Bacteriophages in Food, Medicine and Biotechnology.

Dr Miguel A. Barreto-Sanz  presented at the Bacteriophages in Food, Medicine and Biotechnology. St Hilda’s College, Oxford UK.

In-silico prediction of phage-bacteria interactions at a strain-level through omics data analysis and machine learning

Miguel A Barreto-Sanz1,2, Diogo M Carvalho Leite1,2, Xavier Brochet1,2, Grégory Resch 3, Yok-Ai Que4, and Carlos Peña-Reyes 1,2
1 School of Business and Engineering Vaud (HEIG-VD), University of Applied Sciences of Western Switzerland (HES-SO), Yverdon-les-Bains, Switzerland
2 Computational Intelligence for Computational Biology (CI4CB), SIB Swiss Institute of Bioinformatics, Lausanne, Switzerland
3 Department of Fundamental Microbiology, University of Lausanne, 1015 Lausanne, CH.
4 Department of Intensive Care Medicine, Bern University Hospital (Inselspital), Freiburgstrasse, 3010 Bern, CH.

Abstract
The emergence and rapid dissemination of antibiotic resistance threatens medical progress and calls for innovative approaches for the management of multidrug resistant infections.
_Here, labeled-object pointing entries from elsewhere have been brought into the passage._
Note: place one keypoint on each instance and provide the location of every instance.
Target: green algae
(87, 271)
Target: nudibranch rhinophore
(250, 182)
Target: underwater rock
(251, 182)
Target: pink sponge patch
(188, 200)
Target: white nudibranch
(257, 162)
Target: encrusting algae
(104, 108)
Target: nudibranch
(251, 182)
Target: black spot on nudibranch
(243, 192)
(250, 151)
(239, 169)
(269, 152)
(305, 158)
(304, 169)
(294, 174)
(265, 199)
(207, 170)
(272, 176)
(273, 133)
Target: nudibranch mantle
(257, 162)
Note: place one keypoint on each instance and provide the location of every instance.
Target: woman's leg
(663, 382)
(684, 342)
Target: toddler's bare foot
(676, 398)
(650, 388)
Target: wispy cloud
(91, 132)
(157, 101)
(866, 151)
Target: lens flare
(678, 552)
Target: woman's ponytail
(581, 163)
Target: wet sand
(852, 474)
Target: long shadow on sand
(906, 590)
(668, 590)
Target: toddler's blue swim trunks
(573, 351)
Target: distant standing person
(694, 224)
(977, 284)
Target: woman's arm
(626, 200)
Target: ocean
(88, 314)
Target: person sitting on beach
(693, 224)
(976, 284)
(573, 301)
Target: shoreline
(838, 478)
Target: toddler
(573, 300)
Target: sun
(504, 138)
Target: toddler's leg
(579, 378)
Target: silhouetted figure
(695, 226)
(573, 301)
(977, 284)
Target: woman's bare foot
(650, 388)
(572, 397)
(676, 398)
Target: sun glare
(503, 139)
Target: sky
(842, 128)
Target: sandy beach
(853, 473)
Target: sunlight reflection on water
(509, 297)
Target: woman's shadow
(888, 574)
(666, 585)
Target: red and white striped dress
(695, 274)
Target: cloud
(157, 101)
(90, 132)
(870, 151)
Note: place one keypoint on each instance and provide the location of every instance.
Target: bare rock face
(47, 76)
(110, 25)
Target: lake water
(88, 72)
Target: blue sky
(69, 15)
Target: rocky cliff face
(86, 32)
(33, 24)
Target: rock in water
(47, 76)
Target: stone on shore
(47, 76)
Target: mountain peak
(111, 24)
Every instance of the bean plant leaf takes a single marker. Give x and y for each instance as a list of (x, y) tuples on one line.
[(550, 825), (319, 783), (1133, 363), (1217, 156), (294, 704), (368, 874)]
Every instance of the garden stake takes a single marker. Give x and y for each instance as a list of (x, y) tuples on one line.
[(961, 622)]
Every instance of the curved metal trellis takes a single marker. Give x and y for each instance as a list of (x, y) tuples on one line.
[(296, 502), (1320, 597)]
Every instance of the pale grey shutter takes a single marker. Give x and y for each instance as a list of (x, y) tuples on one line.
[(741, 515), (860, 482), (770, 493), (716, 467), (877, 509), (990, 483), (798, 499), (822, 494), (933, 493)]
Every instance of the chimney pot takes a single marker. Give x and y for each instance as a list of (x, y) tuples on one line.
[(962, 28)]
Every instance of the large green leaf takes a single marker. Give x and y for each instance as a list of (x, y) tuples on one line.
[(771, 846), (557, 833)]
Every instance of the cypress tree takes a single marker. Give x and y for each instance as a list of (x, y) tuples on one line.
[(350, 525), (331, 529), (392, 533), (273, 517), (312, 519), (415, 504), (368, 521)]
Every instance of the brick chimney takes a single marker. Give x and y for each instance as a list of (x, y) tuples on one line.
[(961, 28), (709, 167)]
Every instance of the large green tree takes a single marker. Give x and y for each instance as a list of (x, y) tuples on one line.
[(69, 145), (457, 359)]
Phage-therapy, i.e., the use of viruses that specifically infect and kill bacteria during their life cycle, is a re-emerging and promising alternative to solve this problem. The success of phage therapy mainly relies on the exact matching between both the target pathogenic bacteria and the therapeutic phage. Therefore, having access to a fully characterized phage library is necessary, although not sufficient, to start with phage therapy. An essential, and obligate, second step to conceive personalized phage therapy treatments is the capacity to predict the interactions between the target pathogen and its potential phage. Several papers propose models to predict phage bacteria interactions but at a species-level. In clinical applications prediction of phage-bacteria interaction at a species-level is not enough to target a given pathogenic bacteria strain. In this paper we present an original methodology, based on an ensemble-learning approach, to predict in an in-silico way whether or not a given pair of phage-bacteria would interact at a strain-level. Using information from Genbank, phagesdb.org and the department of fundamental microbiology of the University of Lausanne, we assembled a dataset containing the genome sequences of 2’028 bacteria and 3’810 phages, in addition 2’728 interactions. A set of informative features, extracted from these genomes, form the base of the quantitative datasets used to train our predictive models. These features include the distribution of predicted protein-protein inter-action scores, as well as the amino acid frequency, the chemical composition, and the molecular weight of such proteins. Using an independent test dataset to evaluate the performance of our methodology, we obtained encouraging results of 75% AUC, 78% sensitivity and 72% specificity.